The risk of gastric cancer is known to be increased in patients with a positive family history, and this familial disposition may be a result of genetic and environmental factors. Helicobacter pylori infection is an important environmental risk factor for gastric cancer, especially when the inflammation involves the body region of the stomach as much as or more than the antral region. Various degrees of atrophy and impaired acid-secretory function usually accompany this type of inflammation pattern. Both are long-recognized abnormalities associated with gastric cancer. However, little is known about the role of H. pylori infection as a risk factor for gastric cancer in patients with a family history of this type of cancer. El-Omar and associates examined the prevalence of atrophy and hypochlorhydria in first-degree relatives of patients with gastric cancer and the association of these precancerous abnormalities and H. pylori infection.

Records of all patients with gastric cancer over a four-year period were reviewed, and those with documented noncardia gastric adenocarcinoma were identified. A total of 100 first-degree adult relatives of 40 gastric cancer index patients were recruited for the study, as were two control groups. The first control group was recruited for an acid secretion study and consisted of demographically similar healthy volunteers who had no family history of gastric cancer. The second group was recruited for histologic comparison and consisted of patients undergoing endoscopy for dyspepsia who had no evidence of esophagitis, ulcer disease or cancer. All cancer relatives and the first control group were screened for H. pylori using a C-urea breath test, and all underwent acid-secretory studies. All cancer relatives and the second control group underwent upper gastrointestinal endoscopy to obtain gastric biopsy specimens from the antral and body regions, and blood studies to determine H. pylori IgG serology. All cancer relatives who tested positive for H. pylori infection were treated with eradication therapy.

The prevalence of H. pylori infection was similar in cancer relatives and the first control group, 63 and 64 percent, respectively. However, cancer relatives with H. pylori infection had significantly lower levels of acid output and significantly more hypochlorhydria and atrophy than did the members of either control group with H. pylori infection. There was no difference in acid secretion or in atrophy between cancer relatives and members of either control group who were H. pylori-negative. One year after eradication of H. pylori infection, acid secretion levels were restored to normal, and atrophy declined in 50 percent of cancer relatives who had hypochlorhydria. Antral and body inflammatory scores on biopsy were initially significantly higher among the cancer relatives and the second control group who were H. pylori-positive, but these scores decreased markedly one year after eradication of infection.

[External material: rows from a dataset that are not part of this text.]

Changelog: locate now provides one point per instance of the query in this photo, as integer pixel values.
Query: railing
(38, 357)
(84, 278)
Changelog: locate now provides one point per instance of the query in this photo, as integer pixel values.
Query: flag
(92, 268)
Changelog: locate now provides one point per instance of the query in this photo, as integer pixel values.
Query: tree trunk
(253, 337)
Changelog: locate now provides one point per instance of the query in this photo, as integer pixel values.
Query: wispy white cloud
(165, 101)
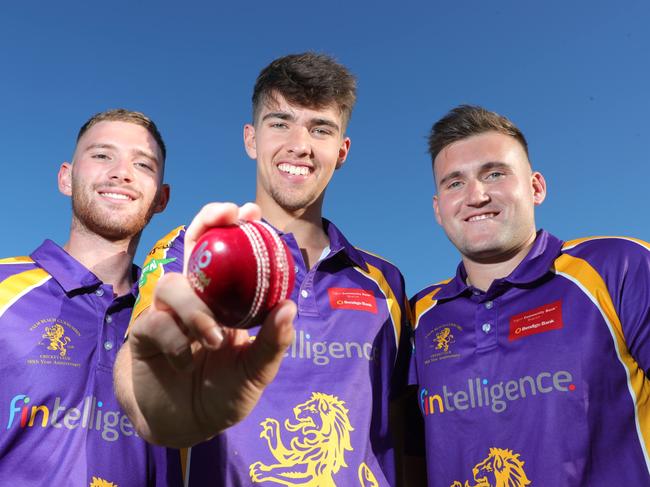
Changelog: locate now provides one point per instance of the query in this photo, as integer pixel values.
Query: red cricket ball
(241, 272)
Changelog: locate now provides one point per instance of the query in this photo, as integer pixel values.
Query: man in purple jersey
(324, 418)
(531, 362)
(63, 315)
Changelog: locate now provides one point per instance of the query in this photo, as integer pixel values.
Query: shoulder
(599, 244)
(173, 238)
(10, 266)
(604, 251)
(382, 268)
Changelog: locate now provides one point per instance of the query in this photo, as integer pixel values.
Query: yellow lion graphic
(57, 341)
(97, 482)
(316, 451)
(501, 468)
(443, 339)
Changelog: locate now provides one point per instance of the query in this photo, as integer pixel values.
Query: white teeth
(295, 170)
(116, 196)
(484, 216)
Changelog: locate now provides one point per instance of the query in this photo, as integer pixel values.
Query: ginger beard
(116, 223)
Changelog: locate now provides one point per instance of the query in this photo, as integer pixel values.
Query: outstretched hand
(181, 376)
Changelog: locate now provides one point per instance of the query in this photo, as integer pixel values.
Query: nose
(121, 170)
(298, 143)
(477, 194)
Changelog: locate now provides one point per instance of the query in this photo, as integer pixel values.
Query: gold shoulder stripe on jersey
(424, 304)
(17, 260)
(580, 272)
(573, 243)
(17, 285)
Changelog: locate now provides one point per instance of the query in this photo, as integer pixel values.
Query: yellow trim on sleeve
(572, 243)
(17, 260)
(591, 283)
(152, 271)
(16, 286)
(424, 304)
(393, 304)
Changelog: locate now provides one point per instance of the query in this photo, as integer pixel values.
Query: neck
(110, 260)
(306, 225)
(481, 273)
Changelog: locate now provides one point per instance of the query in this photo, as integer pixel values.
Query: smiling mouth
(481, 217)
(116, 196)
(294, 170)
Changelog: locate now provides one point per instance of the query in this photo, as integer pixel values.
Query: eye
(145, 165)
(495, 175)
(323, 131)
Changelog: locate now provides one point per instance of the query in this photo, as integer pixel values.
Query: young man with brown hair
(531, 362)
(64, 311)
(324, 419)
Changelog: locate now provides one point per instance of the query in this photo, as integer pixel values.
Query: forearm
(123, 384)
(156, 396)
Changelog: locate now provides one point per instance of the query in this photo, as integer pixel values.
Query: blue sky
(574, 76)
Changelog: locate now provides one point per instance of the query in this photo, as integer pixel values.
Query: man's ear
(65, 179)
(249, 141)
(436, 209)
(163, 198)
(344, 149)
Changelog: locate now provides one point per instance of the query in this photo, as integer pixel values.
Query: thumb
(265, 354)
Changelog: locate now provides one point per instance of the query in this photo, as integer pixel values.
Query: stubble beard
(292, 201)
(87, 216)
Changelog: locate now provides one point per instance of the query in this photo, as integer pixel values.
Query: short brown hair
(467, 120)
(123, 115)
(309, 80)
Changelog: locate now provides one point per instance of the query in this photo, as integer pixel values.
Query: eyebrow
(485, 167)
(314, 121)
(137, 152)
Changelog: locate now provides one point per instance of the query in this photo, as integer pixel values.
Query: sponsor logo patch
(537, 320)
(350, 298)
(56, 339)
(440, 342)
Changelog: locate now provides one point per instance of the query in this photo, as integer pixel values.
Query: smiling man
(64, 311)
(531, 362)
(324, 419)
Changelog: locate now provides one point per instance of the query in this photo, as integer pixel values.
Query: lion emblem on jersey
(97, 482)
(501, 468)
(444, 338)
(316, 451)
(57, 341)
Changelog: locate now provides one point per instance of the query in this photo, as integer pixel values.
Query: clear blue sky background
(574, 75)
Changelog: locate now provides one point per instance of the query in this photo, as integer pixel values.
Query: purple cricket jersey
(324, 419)
(60, 423)
(540, 380)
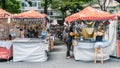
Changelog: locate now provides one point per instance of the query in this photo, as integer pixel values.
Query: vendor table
(85, 51)
(6, 50)
(30, 50)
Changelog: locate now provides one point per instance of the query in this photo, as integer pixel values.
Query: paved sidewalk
(57, 60)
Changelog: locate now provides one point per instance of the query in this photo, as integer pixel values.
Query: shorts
(52, 37)
(98, 44)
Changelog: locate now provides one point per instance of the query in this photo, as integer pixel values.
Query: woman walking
(69, 42)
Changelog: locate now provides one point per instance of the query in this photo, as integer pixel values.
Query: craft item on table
(87, 32)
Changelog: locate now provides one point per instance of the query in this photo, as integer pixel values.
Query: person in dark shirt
(98, 44)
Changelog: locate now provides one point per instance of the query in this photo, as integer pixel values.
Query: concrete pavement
(57, 60)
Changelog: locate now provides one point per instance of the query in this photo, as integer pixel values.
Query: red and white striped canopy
(4, 14)
(118, 14)
(29, 14)
(90, 13)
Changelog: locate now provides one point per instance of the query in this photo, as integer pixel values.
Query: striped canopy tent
(118, 14)
(90, 13)
(4, 14)
(29, 14)
(72, 17)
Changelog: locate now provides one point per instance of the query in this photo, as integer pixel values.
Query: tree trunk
(45, 8)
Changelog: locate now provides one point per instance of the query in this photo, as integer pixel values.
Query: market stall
(6, 52)
(30, 50)
(28, 21)
(115, 48)
(28, 46)
(5, 43)
(85, 24)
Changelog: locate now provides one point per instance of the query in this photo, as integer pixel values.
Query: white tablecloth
(6, 44)
(85, 51)
(29, 51)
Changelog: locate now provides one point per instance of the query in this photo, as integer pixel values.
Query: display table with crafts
(30, 50)
(85, 51)
(6, 50)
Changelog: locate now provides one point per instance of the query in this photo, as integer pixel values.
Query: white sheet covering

The authors conclude that relatives of patients with gastric cancer have an increased prevalence of gastric atrophy and hypochlorhydria; both abnormalities are associated with increased risk for noncardia gastric cancer. The incidence of these precancerous abnormalities appears to be confined to persons with H. pylori infection, although these abnormalities do not develop in every person with infection. Eradication of H. pylori infection in relatives of patients with gastric cancer is important because it may reduce their cancer risk.